Древнерусское зодчество, впрочем, как и архитектуру любой страны, наверное, можно охарактеризовать, как многоуровневую систему, где сверху находятся постройки столиц, затем – соподчиненных городов, монастырей, ниже – посадские. И, наконец, самый разветвленный нижний уровень составляет сельская застройка. Главные постройки служили образцами, но по мере прохождения всех уровней, влияние образца должно было ослабевать, порождая либо упрощения, либо все более смелые интерпретации. Причем для народного зодчества характерно наличие построек, архитектура которых вовсе не связана с вышестоящими образцами. Таким образом, выстраивается своеобразная иерархия обязательности следования образцам и допустимости отступления от них.
К этому можно добавить, что в народном зодчестве более жизнеспособны традиционные решения, древнейшие типы построек, особенно жилых, конструктивные приемы. С точки зрения изменчивости верхние уровни более подвержены веяниям моды, иноземным влияниям, тогда как для развития народной архитектуры характерны инертность, традиционность, преемственность. Это явление, похоже, естественно и складывается само собой, кстати, то же самое можно наблюдать и в других видах искусства или сторонах быта.
ПРИМЕЧАНИЯ
1Орфинский, В.П. Народное деревянное культовое зодчество Российского Севера: истоки развития // Народное зодчество: сб. науч. трудов. Петрозаводск, 1992. С. 32 – 62.
2Забелло С., Иванов В., Максимов П. Русское деревянное зодчество. М., 1942. С. 110.
3Там же. С. 120.
4Там же. С. 103.
5Орфинский, В.П. Особенности деревянного культового зодчества Карелии // Архитектурное наследство. Вып. 31. М., 1983. С. 17.

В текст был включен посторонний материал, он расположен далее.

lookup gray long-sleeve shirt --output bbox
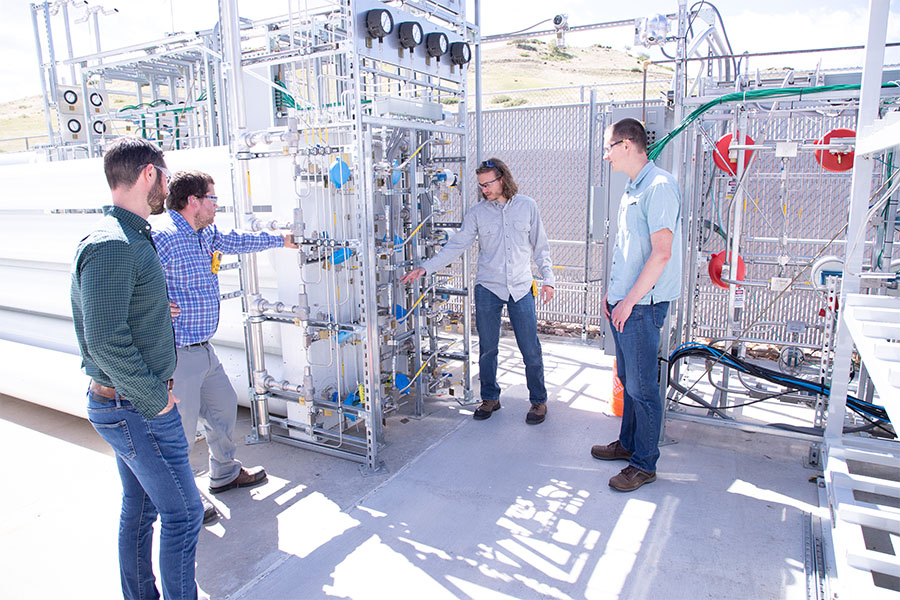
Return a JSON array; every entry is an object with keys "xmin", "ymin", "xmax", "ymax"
[{"xmin": 421, "ymin": 194, "xmax": 554, "ymax": 302}]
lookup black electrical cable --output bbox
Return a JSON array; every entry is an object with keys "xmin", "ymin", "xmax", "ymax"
[
  {"xmin": 668, "ymin": 343, "xmax": 894, "ymax": 436},
  {"xmin": 670, "ymin": 389, "xmax": 793, "ymax": 411},
  {"xmin": 686, "ymin": 1, "xmax": 737, "ymax": 76},
  {"xmin": 668, "ymin": 378, "xmax": 731, "ymax": 418}
]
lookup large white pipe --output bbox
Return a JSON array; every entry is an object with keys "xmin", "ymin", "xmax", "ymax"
[
  {"xmin": 0, "ymin": 340, "xmax": 91, "ymax": 418},
  {"xmin": 0, "ymin": 145, "xmax": 293, "ymax": 419},
  {"xmin": 0, "ymin": 337, "xmax": 290, "ymax": 419}
]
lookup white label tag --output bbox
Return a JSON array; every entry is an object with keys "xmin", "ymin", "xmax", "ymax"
[
  {"xmin": 733, "ymin": 286, "xmax": 745, "ymax": 308},
  {"xmin": 771, "ymin": 277, "xmax": 791, "ymax": 293},
  {"xmin": 775, "ymin": 142, "xmax": 798, "ymax": 158}
]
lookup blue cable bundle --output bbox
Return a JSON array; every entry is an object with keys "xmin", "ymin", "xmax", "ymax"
[{"xmin": 668, "ymin": 342, "xmax": 891, "ymax": 433}]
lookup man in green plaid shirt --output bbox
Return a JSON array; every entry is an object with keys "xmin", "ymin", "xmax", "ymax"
[{"xmin": 71, "ymin": 136, "xmax": 203, "ymax": 600}]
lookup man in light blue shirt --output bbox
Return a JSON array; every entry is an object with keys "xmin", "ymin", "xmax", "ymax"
[
  {"xmin": 400, "ymin": 158, "xmax": 555, "ymax": 424},
  {"xmin": 590, "ymin": 118, "xmax": 682, "ymax": 492}
]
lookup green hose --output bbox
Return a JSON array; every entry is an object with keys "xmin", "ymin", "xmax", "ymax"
[{"xmin": 648, "ymin": 82, "xmax": 900, "ymax": 160}]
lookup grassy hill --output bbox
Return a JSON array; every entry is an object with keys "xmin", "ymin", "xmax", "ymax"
[
  {"xmin": 0, "ymin": 41, "xmax": 669, "ymax": 152},
  {"xmin": 475, "ymin": 39, "xmax": 671, "ymax": 107}
]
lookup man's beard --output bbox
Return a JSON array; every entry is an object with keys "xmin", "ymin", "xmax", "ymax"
[
  {"xmin": 196, "ymin": 210, "xmax": 215, "ymax": 230},
  {"xmin": 147, "ymin": 176, "xmax": 166, "ymax": 215}
]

6Мильчик, М.И. Северный деревянный монастырь на иконах XVII – XIX веков // Памятники культуры. Новые открытия: ежегодник 1978. Л., 1979. С. 334.
7Орфинский, В.П., Гришина И.Е. Типология деревянного культового зодчества Русского Севера. Петрозаводск, 2004. С. 147 – 152.
8Бондаренко И.А. Народное и царственное зодчество Древней Руси. К проблеме общности традиций и идеалов // Народное зодчество: сб. науч. трудов. Петрозаводск, 1992. С. 17.
9Известия Императорской археологической комиссии. В. 57. Пг., 1915. С. 144 – 145.
10Известия … В. 52. СПб., 1914. С. 76.
11Забелло С., Иванов В., Максимов П. Указ. соч. С. 85.
12Красноречьев, Л.Е., Тынтарева Л.Я. …Как мера и красота скажут. Памятники древнего деревянного зодчества Новгородской области. Л., 1971. С. 46.
13Орфинский, В.П. Отголоски храмостроительных традиций Древнего Новгорода на восточной периферии бывшей Новгородской земли (XVI – XIX века) // Православие в Карелии: материалы 2-й научной конференции, посвященной 775-летию крещения карелов. Петрозаводск, 2003. С. 17 – 23.
14Даль, Л.В. Историческое исследование памятников русского зодчества // Зодчий. 1872. № 7. С. 104.
15Мейерберг А. Виды и бытовые картины России XVII века. СПб., 1903. Рис. 40.
16Орфинский В.П. Особенности деревянного культового зодчества Карелии // Архитектурное наследство. Вып. 31. М., 1983. С. 20.
17Известия… В. 41. СПб., 1911. С. 217.
18Забелло С., Иванов В., Максимов П. Указ. соч. С. 184.
19Мильчик, М.И. Указ. соч. С. 334.
20Забелло С., Иванов В., Максимов П. Указ. соч. С. 46.
21Бодэ А.Б. Деревянное зодчество Русского Севера. Архитектурная сокровищница Поонежья. М., 2005. С. 177 – 178.
22Забелло С., Иванов В., Максимов П. Указ. соч. С. 41.
23Шургин И.Н. Исчезающее наследие. М., 2006. Рис. 7.4.